Leyla sevdiği mecnuna, bak kays;

-şu gökteki yıldızlar şahidim olsun ki kalbime söz verdim senden başkasını sevmeyeceğim, biz artık ikimiz bir insanız.

Ben kendimi unuttum kays, ne olursun çölün sıcaklığında kendini üzme, hasta kalbin daha fazla senin acı çekmene dayanamaz.  

-leyla babam babana yani amcama ikimiz için yanına gitti. ama baban babamı kovdu. Benim senin deli oğluna verecek kızım yok dedi.

Haberim var kays, sen kendini helak etme.

Persli Öer Hayyam ne diyor,”senin aşkın yüzünden yüz türlü ıstıraba katlanırım” bu kararımı bozarsam cezamı çekmeye razıyım. Gönlüm isterdi ki ömrüm olsunda senin için ölünceye kadar ıstırap çekerim.

Sheakspeere Romeo-Julliette kitabında Juliette, bir baloda tanıştığı Romeoyu gördüğü zaman dadısına,

-Şu genç soylu kişi kim olduğunu öğren eğer evli ise gelin döşeğim kan olacak.

Sonuç meçhul sevgili öğrenen dadı genç julliete bu kişi düşmanımız mentegoma ailesinin biricik oğlu, amcasının kızı ile sözlü.

Bu aile amcanı öldürdüler artık arada kan davası var bu aileden sakın. Bunların adından bahsetme.

Julliette sonraları kendi kendine ben ne yaptım şimdi!.. düşmanımız bir oğluna aşık oldum.

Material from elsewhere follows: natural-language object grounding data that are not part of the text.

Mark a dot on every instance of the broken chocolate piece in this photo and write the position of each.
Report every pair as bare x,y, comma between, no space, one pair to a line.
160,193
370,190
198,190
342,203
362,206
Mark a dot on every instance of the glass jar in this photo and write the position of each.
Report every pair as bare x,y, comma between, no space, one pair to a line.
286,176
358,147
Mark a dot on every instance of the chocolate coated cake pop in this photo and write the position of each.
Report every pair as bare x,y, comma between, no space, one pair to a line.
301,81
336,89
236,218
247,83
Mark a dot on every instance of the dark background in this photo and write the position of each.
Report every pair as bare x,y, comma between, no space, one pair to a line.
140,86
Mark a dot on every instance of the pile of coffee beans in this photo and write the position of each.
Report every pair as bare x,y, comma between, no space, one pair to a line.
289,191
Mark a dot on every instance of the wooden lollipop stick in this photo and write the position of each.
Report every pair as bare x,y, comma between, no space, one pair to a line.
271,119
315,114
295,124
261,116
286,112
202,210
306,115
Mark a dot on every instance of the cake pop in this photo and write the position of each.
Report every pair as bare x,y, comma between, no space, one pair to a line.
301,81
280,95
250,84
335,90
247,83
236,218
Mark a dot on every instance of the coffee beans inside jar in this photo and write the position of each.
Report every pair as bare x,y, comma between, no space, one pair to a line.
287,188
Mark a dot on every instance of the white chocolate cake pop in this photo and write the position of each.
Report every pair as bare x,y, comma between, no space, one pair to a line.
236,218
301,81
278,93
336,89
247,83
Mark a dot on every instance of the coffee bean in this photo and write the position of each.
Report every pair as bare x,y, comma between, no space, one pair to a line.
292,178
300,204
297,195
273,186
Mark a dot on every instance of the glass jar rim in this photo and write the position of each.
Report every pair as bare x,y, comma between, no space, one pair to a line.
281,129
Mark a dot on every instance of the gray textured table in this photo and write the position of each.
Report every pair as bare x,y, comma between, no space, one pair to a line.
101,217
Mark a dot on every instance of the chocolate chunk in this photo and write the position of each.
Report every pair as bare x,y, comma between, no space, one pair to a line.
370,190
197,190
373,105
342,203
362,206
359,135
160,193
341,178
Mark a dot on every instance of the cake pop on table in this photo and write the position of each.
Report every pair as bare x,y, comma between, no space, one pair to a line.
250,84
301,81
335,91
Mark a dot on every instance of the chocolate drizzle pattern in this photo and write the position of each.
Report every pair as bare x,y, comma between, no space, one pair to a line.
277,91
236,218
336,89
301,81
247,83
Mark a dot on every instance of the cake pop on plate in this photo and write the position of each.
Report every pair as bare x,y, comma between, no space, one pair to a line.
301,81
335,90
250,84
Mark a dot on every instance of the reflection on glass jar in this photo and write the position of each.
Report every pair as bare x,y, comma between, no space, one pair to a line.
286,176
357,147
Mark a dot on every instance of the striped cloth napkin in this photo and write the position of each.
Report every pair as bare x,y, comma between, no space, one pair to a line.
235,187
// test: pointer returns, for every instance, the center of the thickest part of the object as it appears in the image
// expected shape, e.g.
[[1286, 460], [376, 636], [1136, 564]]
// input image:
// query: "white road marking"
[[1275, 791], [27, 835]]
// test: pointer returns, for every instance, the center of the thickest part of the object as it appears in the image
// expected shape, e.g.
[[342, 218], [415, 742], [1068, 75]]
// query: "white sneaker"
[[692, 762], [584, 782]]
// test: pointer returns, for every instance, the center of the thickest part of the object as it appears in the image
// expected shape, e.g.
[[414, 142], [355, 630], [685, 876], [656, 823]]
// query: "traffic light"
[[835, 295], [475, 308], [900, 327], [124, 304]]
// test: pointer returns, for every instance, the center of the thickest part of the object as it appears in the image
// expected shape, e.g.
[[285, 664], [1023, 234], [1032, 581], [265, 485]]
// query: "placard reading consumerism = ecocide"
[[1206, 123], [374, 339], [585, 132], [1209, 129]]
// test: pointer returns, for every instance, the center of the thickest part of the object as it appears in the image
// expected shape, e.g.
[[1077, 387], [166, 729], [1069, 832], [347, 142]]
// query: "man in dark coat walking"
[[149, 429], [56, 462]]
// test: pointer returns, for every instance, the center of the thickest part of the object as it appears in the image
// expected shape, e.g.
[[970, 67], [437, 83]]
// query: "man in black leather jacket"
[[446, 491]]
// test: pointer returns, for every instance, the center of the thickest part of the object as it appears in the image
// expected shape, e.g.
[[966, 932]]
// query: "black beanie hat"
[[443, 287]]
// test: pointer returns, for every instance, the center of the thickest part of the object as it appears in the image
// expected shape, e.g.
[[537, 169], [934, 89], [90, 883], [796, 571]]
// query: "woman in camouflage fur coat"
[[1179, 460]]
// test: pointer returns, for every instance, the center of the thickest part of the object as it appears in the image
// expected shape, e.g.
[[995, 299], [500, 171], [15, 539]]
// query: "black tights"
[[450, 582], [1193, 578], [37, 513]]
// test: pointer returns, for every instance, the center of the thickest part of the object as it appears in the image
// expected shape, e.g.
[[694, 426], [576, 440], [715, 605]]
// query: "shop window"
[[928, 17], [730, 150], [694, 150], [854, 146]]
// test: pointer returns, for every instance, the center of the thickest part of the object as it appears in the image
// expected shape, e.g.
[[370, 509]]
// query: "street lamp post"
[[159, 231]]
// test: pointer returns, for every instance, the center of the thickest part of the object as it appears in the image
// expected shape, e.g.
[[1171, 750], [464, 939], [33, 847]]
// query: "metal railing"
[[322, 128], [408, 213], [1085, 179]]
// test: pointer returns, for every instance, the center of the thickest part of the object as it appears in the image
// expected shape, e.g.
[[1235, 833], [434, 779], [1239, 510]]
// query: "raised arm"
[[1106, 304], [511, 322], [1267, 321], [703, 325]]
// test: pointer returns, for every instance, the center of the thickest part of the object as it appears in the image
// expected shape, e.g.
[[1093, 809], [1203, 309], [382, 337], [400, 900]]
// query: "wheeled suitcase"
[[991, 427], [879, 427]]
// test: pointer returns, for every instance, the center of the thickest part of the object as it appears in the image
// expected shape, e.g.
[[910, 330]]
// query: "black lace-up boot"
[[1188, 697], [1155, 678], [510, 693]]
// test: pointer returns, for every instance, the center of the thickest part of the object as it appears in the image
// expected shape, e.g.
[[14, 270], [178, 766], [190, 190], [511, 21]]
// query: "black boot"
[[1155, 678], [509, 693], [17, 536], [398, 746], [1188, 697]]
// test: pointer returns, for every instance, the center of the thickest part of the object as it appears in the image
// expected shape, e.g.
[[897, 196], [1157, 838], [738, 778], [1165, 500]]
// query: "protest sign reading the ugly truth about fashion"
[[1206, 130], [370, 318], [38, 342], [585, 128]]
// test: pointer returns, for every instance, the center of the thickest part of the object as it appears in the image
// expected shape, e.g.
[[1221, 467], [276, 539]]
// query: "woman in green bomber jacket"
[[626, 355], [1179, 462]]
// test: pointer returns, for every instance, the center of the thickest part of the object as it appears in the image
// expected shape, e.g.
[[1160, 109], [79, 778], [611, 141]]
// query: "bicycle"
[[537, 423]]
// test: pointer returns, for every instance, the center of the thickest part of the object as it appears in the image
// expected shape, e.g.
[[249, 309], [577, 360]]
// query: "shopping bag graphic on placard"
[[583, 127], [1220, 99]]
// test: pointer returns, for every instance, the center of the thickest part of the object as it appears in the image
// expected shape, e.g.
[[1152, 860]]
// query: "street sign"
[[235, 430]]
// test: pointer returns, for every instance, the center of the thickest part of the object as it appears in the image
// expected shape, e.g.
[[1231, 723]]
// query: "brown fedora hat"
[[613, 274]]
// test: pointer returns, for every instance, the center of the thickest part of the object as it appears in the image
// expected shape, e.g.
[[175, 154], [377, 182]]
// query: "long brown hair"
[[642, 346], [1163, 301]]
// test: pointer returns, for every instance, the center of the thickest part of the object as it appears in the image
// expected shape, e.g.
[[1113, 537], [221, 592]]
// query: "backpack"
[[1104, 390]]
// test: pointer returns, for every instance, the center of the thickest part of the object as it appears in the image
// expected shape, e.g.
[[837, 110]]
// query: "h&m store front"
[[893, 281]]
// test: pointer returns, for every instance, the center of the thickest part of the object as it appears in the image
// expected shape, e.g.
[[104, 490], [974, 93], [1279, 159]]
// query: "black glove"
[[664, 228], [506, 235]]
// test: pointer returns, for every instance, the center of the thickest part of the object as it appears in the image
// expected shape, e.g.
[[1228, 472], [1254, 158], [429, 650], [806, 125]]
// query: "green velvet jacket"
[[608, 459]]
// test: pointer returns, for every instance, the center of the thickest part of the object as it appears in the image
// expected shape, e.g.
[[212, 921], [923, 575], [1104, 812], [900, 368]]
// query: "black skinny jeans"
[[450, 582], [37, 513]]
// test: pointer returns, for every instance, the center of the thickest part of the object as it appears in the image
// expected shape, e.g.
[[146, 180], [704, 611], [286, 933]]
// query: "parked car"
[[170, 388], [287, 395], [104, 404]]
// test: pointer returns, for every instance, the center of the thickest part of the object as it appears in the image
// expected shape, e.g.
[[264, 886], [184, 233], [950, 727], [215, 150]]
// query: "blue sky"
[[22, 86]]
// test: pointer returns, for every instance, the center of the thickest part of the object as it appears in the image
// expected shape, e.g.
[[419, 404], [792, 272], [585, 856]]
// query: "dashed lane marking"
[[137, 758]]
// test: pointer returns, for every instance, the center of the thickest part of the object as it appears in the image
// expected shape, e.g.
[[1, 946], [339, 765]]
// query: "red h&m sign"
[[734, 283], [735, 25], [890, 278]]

Bu ne talihsizlik, düşünmek bile istemiyorum.

Aynı gecede bir araya gelen iki sevgili romeo genç kıza seslenir,

-Ey gecenin karanlığına ışık saçan güzel!. Sen kimsin! Juliette,

-Ya yabancı olan kişi sen nereden geldin sonrası kısa süreç için büyüleyici aşk arada doğar. Julliette;

-Ey yabancı adın nedir senin, Romeo;

-Romeo, Julliette;

-O zaman adını aileni reddet, Romeo;

-Julliete, senin için benim adımın, ailemin ne önemi var, benim için yalnız senin aşkın var. Julliette;

-Romeo, beni sevdiğini yemin et; Romeo;

-Julliette şu yemiş ağacının süsleyen ayın üzerine yemin edeyim mi? Julliette;

-Sakın! Ay her an yer değiştirir, aşkın Ay’a benzemesin. O zaman yemin etme.

****

Tarih boyunca yıllarca efsane büyük aşklar yaşandı. Peki günümüzde böyle  mukaddes sevdalar yaşandı mı, elbette yaşandı.

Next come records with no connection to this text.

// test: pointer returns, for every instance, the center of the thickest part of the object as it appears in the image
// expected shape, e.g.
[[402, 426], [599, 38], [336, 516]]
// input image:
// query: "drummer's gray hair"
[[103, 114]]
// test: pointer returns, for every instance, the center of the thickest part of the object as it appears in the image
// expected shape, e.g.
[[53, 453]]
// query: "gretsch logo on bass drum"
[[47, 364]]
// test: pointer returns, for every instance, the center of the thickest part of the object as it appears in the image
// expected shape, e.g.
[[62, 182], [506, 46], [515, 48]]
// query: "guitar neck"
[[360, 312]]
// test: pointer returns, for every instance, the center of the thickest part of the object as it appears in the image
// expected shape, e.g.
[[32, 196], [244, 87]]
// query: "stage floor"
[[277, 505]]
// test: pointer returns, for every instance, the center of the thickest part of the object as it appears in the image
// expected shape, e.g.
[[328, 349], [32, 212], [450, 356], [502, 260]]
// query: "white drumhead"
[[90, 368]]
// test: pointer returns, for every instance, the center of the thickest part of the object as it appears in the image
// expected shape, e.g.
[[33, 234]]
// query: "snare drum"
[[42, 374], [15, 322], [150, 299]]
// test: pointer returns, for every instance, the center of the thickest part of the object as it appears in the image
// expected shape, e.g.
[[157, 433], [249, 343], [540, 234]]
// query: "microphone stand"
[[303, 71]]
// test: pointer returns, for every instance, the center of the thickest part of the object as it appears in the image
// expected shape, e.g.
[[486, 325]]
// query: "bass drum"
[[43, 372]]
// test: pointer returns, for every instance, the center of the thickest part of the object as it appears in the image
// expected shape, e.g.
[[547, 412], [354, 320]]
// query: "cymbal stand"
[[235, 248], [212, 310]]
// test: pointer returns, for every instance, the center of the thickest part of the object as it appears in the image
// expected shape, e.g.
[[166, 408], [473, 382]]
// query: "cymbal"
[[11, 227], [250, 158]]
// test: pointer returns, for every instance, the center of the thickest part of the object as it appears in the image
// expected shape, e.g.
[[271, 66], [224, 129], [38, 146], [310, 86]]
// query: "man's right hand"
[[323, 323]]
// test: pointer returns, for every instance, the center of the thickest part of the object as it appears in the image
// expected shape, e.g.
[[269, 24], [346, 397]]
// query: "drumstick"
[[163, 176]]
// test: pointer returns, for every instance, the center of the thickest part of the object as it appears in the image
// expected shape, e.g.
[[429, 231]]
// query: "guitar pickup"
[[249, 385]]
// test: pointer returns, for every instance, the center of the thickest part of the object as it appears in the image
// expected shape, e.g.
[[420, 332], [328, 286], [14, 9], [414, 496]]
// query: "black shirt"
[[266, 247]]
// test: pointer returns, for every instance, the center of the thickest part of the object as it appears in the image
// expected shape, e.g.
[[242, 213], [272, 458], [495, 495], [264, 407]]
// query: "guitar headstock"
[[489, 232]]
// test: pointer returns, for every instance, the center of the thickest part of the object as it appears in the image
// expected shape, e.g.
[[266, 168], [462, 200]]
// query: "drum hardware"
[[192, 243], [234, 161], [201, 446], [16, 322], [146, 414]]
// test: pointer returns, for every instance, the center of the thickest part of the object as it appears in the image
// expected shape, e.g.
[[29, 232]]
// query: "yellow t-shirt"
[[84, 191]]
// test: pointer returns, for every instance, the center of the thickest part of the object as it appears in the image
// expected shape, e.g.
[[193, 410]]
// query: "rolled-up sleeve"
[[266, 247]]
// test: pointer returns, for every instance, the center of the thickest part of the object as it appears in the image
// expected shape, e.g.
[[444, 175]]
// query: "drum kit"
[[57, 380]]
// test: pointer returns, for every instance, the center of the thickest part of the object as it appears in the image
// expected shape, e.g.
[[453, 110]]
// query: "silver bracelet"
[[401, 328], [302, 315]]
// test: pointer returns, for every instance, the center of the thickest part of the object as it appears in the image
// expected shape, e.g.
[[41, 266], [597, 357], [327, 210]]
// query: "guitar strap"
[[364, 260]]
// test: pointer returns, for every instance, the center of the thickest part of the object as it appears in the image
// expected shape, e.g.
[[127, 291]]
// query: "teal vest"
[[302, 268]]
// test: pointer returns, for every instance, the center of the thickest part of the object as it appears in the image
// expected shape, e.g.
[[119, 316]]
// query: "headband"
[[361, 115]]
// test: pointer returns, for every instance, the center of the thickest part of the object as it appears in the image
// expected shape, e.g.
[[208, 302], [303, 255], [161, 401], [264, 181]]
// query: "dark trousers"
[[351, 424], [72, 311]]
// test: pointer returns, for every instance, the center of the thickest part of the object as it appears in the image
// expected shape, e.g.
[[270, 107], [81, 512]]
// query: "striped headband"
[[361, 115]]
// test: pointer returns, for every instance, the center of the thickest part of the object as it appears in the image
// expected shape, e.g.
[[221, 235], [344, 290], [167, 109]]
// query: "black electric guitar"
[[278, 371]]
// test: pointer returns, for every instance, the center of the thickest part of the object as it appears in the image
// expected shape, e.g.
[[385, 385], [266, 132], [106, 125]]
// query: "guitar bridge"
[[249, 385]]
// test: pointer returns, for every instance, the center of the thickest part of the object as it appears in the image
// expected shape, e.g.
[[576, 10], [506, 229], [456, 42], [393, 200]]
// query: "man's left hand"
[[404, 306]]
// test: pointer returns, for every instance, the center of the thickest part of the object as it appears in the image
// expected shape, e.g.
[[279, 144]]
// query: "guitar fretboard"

İnsanoğlu var olduğu sürece büyük aşklar büyük sevdalar tabiat kanunudur.

Geçtiğimiz günlerde korkusuz gazetesinde bir haber bizi son derece etkiledi.

Muş’un korkut ilçesine bağlı tan köyünde ailenin vermediği dilan ile yakup üç gün arayla ölüme gittiler!..

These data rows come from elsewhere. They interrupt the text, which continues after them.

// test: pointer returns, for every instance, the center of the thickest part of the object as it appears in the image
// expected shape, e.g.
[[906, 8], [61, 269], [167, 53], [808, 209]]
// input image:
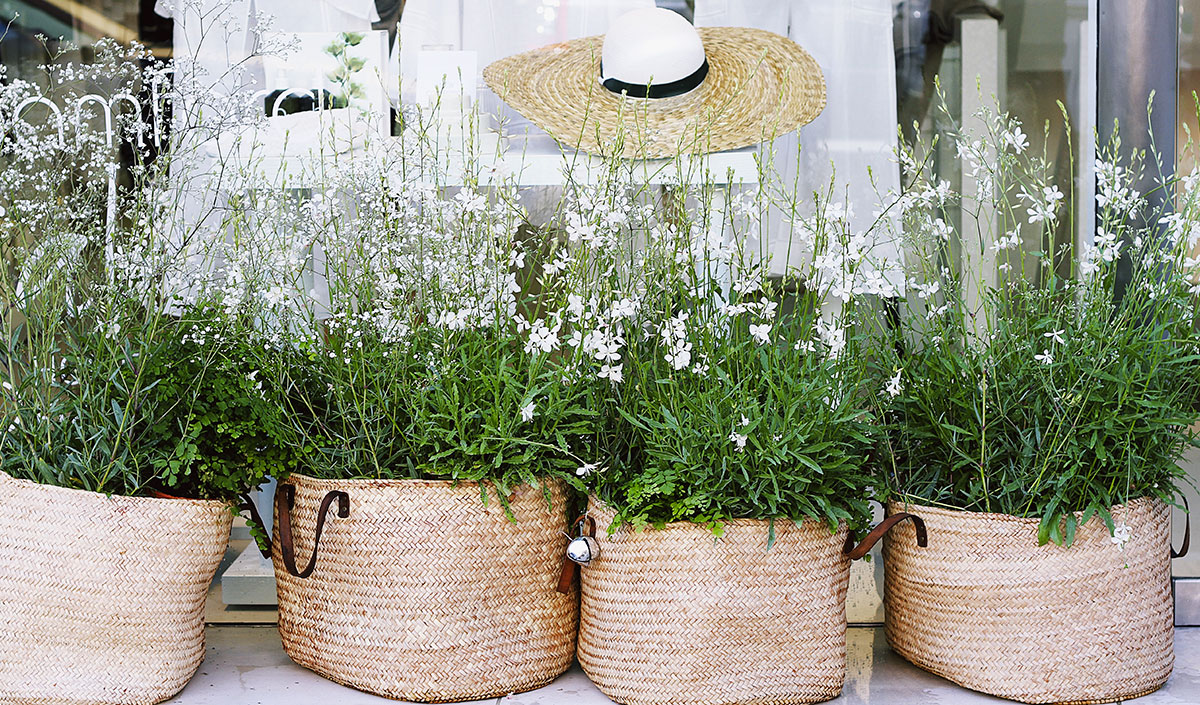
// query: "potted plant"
[[1036, 425], [419, 540], [733, 471], [126, 416]]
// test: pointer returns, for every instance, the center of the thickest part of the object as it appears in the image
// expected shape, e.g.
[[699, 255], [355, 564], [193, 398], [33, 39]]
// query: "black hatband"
[[664, 90]]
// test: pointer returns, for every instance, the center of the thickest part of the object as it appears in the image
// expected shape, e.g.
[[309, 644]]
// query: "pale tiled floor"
[[246, 666]]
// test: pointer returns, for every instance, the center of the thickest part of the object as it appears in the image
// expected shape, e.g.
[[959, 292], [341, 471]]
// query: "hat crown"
[[651, 46]]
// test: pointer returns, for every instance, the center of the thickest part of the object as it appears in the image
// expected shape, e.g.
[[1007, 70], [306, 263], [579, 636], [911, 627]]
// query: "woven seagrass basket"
[[415, 590], [102, 596], [673, 616], [988, 608]]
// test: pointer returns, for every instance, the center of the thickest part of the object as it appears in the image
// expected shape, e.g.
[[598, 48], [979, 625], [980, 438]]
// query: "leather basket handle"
[[1187, 531], [285, 499], [857, 552], [570, 567]]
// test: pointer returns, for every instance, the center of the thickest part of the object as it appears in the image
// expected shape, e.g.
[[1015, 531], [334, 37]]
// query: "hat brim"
[[760, 85]]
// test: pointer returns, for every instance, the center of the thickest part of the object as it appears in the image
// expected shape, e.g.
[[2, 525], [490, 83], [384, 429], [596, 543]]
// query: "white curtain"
[[853, 140], [215, 44]]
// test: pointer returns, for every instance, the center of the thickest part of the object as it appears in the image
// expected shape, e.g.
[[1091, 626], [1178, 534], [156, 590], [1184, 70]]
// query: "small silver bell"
[[583, 549]]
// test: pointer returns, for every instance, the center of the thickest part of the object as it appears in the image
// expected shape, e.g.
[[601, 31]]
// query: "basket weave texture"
[[425, 594], [673, 616], [102, 597], [988, 608]]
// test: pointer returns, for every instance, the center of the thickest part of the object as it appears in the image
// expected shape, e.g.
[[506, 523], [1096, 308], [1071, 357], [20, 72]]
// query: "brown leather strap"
[[857, 552], [1187, 531], [285, 499], [249, 506], [570, 567]]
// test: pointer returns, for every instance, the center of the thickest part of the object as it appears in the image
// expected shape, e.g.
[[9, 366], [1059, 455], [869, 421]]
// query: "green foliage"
[[438, 405], [217, 421], [766, 432], [1069, 386]]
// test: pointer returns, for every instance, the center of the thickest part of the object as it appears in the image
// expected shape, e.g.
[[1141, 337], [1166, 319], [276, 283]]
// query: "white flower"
[[1121, 536], [623, 308], [1008, 241], [894, 386], [612, 373], [1017, 139], [679, 356], [541, 338], [472, 203], [833, 337], [588, 469], [575, 305], [552, 267], [927, 290]]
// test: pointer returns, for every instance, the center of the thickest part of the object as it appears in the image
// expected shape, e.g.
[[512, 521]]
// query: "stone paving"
[[246, 666]]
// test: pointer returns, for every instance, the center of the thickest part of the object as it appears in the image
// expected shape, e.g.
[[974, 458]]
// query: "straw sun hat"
[[655, 86]]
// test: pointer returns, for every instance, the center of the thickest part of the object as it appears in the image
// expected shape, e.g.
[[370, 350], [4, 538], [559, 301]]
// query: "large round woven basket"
[[102, 596], [985, 607], [675, 616], [421, 592]]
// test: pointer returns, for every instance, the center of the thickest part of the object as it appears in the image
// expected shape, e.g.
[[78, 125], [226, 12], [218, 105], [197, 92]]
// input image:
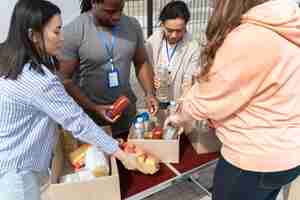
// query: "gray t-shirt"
[[82, 42]]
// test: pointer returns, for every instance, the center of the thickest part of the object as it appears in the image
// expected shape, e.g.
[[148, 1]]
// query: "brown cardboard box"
[[203, 141], [165, 150], [106, 187]]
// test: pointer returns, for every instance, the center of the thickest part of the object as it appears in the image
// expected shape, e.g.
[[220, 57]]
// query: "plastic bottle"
[[162, 93], [96, 162], [171, 132], [172, 108], [139, 128]]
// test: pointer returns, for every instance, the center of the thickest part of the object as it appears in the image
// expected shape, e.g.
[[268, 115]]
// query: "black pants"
[[232, 183]]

Yine ilginç bir haber isveç’te bir baba kızı bir hristiyan genç ile kaçtı diye kızını öldürdü. Uygar dediğimiz Avrupa’da yaşanan korkunç cehalet.

Mezepotamya yüzyıllar önce fuzuli, leyla ile mecnun destansal eserini yazdı. Batıda Sheakspeere romeo-julliette yazdı.

Bu iki eser sanki yeniden yazılmış gibi tiyatroda, opreda, sinemada filmleri yapılır.  

Aslında sevmenin yda sevilmenin mantığı yoktur. Aşkta daima süprizler yaşanmıştır.

Genelde doğu’da daha çok duygusallık var, neden?

Doğuda Mezepotamya’da Hayyam insanlığa armağan ettiği bir mesajı gözden geçirelim.

“ey esrarengiz melek, ey sihirli aşk, beni ne zaman semiramisle aşk bahçelerine  götüresin” bu esrarlı güzellikler gecelerimizi süsler. Aynalarda kendimizi değil hayalimizde taşan güzellikleri görürsün.

Hiç kimse büyük şair Nazım Hikmet gibi memleketini sevmedi. O’na vatan haini dediler oysa Nazım Hikmet vatanına aşıktı.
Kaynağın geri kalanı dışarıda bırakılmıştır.